U.S. Sen. Amy Klobuchar had 90 minutes on the national stage Monday to make her best case for protecting the Affordable Care Act.
She started with her own first serious encounter with a health crisis, as the new mother of a desperately ill baby.
"Politics is about making people's life better," said the Minnesota Democrat, who turned that experience two decades ago into a campaign to ensure that other new mothers wouldn't be pushed out of the hospital 24 hours after delivery, as she was.
Klobuchar shared the stage at Monday's CNN health care town hall debate with three colleagues with two different plans to do away with so-called Obamacare. Vermont's independent U.S. Sen. Bernie Sanders favors a single-payer system that would expand Medicare to all Americans. Republican U.S. Sens. Bill Cassidy and Lindsey Graham sponsored the latest, likely unsuccessful, attempt to dismantle the health care law.
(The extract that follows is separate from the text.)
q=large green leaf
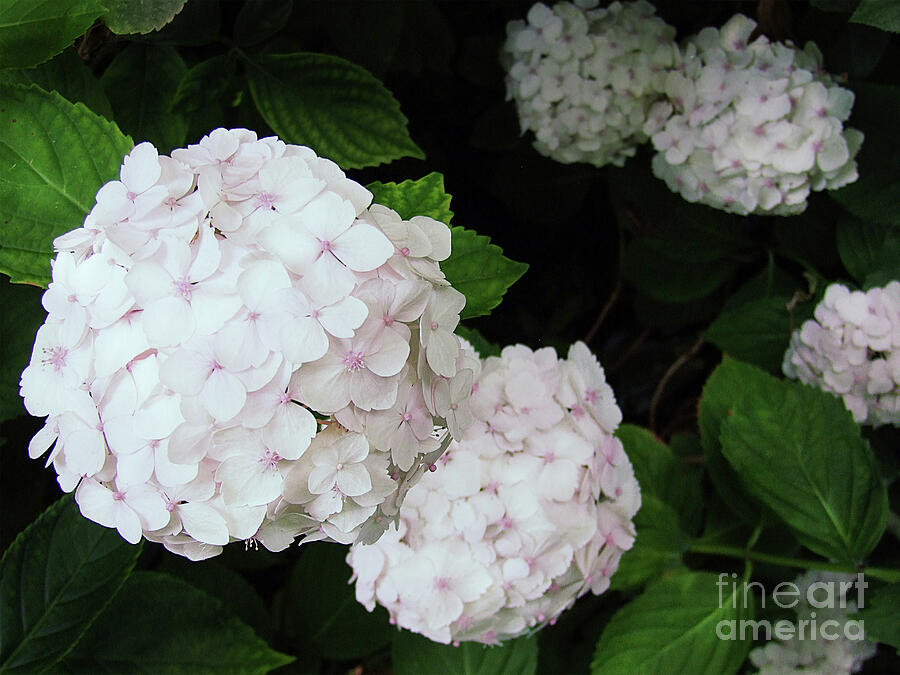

The Cassidy-Graham bill is teetering on the brink of collapse, lacking the 50 Republican votes it needs to pass before an end-of-the-week procedural deadline.
"I'm here tonight because Obamacare is failing," Graham said, as the evening's topic pivoted from his faltering bill to a broader discussion of what happens next with the nation's health care.
Cassidy-Graham would replace federal subsidies with state block grants. In the process, it would take billions of dollars away from states such as Minnesota while sending billions more to states such as Wisconsin that had rejected extra ACA funds.
Sanders called for a short-term bipartisan fix to shore up struggling state health exchanges and push down rising premium costs. The Senate health committee had been working on such a fix, only to collapse as Graham-Cassidy gained steam. "Let us work together," he said.